Today I went to see Roxanne Gay read several selections from her books Bad Feminist and An Untamed State at Florida Atlantic University. I enjoyed the readings from the novel very much and intend at some time in the near future to buy and read An Untamed State. The readings from Bad Feminist were compelling and yet light-hearted, playfully witty and yet with an implied gravitas.
I was most amused by her cavalier attitude towards the questions that followed her reading. The MFA students all asked about her writing process, which she was quick to answer dismissively. Another asked about her relation to Haiti, where her parents are from. I was simultaneously pleased and disappointed with her identification as a privileged person unable to speak about the realities there. True she can’t authentically speak as an envoy of some sort as it relates to the conditions of the major underclass there as her family are part of the elite, but this does not mean that she is unable to speak about such realities. Physical location of birth, a point which Gay referred to thrice in her identification as “Haitian-American”, and class do not themselves prevent people from speaking about others realities – otherwise there would be exceptionally prohibitive limits on various academic disciplines such as History, Political Science, Art, etc. They are, however, qualifiers that contextualize the discourse about speech acts made about the region/time.
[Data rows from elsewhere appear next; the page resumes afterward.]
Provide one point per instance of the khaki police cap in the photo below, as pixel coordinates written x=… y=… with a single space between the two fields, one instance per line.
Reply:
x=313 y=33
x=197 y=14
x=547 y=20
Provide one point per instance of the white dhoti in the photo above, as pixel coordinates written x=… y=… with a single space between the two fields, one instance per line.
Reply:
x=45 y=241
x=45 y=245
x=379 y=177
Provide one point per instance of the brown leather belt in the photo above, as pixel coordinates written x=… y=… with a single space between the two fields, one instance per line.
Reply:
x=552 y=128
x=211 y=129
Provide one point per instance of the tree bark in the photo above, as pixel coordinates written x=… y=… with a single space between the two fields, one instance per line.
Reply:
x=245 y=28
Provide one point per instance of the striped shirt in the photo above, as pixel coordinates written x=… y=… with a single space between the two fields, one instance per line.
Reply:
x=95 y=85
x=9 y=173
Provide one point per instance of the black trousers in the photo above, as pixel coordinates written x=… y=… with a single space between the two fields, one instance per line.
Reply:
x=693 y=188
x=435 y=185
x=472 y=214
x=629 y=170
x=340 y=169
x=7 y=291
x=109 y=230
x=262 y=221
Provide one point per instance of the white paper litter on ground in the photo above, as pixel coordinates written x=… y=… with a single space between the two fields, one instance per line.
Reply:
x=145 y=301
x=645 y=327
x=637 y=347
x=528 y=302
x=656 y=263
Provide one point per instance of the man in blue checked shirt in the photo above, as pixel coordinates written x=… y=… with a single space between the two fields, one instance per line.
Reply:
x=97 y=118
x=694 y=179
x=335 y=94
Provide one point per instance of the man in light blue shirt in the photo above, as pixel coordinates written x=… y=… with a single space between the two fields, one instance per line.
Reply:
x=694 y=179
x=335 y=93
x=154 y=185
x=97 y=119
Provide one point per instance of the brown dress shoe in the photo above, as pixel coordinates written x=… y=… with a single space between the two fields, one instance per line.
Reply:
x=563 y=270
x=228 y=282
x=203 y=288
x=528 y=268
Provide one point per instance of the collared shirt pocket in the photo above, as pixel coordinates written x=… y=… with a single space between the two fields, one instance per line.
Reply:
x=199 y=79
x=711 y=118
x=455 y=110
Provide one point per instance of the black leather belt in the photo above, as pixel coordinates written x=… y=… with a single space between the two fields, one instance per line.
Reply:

With this in mind I think it would have been interested to discuss with Roxane about how it is that her novel An Untamed State came into being as Mireile, the novel’s protagonist, seems to be almost a stand in for her own fears from having visited the country repeatedly and being unable to hide from herself that her family was part of the ruling elite. From her reading and my subsequent perusal of articles detailing the plot of the novel, this makes the depiction of Haitians as a people of extreme violence take on an interesting valence. She is telling a story, yes, but perhaps projecting her own fears of location. Perhaps this is why she does not make the effort to learn about events there, it is “that which shall not be named”. At the time, however, I didn’t ask this. Instead I followed up on her comment that she liked the Ying Yang Twins by asking what other rap artists she liked – especially fitting as I was wearing my Run The Trap hat due to the frigid air outside. She said that she liked Common, Lil John and Usher and then proceeded to make multiple humorous comments about the narrative implausibility of Usher’s song “I Don’t Mind”.